In the past decade, Simeon has performed at least three more times, in locations ranging from Brooklyn to Al Ain.

Stand-up comedy newbie Lyndsay Head: ‘I was surprised by how un-nervous I was’

Rob’s fellow first-timer, Lyndsay Head, a teacher from the UK who has lived in the UAE for five years, tells us about her experience:

“I was surprised by how un-nervous I was on the night. I was more jittery about 10 days prior to the event, when I had my material written but could not figure out how to present it.

“As a woman, I have always felt there are some great female comedians out there with fabulous content, but they don’t seem to deliver it as convincingly as their male counterparts. Maybe comedy itself requires a public display of arrogance that women are conditioned from an early age to conceal.

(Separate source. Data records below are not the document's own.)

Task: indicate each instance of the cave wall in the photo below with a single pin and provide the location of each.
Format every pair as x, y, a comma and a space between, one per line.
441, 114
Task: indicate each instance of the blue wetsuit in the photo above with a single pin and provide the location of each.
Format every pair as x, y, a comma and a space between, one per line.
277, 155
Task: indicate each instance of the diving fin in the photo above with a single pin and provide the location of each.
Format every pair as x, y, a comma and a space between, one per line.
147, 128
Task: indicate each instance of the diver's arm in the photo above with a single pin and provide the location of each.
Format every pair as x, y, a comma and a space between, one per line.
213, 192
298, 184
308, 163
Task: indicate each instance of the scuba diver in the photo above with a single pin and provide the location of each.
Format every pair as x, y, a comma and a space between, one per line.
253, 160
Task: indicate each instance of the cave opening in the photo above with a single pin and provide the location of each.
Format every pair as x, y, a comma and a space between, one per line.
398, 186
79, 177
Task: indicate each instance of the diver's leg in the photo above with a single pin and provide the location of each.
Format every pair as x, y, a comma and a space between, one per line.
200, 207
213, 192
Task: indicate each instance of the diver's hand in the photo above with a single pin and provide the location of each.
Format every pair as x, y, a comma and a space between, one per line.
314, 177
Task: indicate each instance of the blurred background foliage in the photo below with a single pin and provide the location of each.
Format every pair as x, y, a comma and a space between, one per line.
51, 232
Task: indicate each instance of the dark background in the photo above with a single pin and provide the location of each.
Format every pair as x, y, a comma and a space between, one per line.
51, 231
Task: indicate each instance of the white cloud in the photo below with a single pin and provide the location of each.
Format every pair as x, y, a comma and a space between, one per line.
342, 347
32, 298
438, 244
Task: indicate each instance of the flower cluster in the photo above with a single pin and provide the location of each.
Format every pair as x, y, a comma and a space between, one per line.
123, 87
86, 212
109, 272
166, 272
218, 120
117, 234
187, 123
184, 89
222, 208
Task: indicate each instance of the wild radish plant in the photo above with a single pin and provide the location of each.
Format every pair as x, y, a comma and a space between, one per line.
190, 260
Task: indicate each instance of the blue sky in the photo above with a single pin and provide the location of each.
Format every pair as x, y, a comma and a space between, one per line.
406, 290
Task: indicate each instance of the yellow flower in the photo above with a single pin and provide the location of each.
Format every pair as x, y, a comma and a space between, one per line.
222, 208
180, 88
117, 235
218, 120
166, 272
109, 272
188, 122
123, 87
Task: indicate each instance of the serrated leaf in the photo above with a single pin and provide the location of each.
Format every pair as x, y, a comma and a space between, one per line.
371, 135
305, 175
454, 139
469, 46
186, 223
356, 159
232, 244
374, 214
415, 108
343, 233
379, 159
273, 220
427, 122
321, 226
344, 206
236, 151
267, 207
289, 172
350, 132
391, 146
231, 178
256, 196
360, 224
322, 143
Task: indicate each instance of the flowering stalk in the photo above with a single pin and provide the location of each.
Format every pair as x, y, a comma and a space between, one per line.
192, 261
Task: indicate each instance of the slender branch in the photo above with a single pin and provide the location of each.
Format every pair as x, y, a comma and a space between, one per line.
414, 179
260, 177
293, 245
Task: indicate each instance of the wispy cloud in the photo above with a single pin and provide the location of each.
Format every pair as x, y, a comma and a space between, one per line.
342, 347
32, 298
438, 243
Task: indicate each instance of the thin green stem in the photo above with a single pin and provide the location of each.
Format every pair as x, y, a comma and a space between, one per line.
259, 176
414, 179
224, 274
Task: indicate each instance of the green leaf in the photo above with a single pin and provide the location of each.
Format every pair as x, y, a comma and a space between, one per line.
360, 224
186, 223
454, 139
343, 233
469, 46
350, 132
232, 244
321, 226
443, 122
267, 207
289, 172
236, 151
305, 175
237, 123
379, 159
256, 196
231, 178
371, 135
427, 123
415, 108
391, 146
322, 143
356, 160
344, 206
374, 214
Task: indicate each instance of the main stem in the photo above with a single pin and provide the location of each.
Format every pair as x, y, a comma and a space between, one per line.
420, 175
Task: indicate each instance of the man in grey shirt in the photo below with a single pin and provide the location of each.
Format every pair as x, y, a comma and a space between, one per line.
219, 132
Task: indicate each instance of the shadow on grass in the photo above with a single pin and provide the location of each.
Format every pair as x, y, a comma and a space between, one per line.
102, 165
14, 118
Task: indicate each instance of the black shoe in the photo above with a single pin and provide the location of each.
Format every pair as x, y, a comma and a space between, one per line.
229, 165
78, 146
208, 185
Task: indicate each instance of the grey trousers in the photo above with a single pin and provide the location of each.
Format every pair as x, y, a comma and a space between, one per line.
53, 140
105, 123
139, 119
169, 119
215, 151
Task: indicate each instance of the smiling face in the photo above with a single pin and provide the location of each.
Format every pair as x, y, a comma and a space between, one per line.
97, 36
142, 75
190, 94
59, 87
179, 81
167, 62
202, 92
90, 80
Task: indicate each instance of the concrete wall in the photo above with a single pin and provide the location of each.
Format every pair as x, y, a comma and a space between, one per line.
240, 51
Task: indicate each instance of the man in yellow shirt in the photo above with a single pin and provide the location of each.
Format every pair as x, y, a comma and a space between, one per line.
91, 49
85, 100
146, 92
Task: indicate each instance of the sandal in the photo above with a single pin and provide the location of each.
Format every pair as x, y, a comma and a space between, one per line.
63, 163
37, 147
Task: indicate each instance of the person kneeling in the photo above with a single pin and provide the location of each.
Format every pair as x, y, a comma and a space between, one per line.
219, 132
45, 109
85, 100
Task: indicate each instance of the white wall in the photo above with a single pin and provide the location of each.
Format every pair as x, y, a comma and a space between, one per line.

“I’ve often felt women make excellent sitcoms, whereby they can be funny in character.

“It wasn’t until I put on my wedding dress and hat [a burlesque black-and-red cherry extravagant affair] a few days before the event that I felt a character forming and decided that this was what I was going to wear. The dress seemed to require a sort of bolshy cockney Adele-meets-Amy Winehouse accent to match. I was then able to deliver my material confidently in front of family and friends and my confidence grew.

By the time of the event, I found I needed the faux cockney diva accent less and more of my own voice came through.”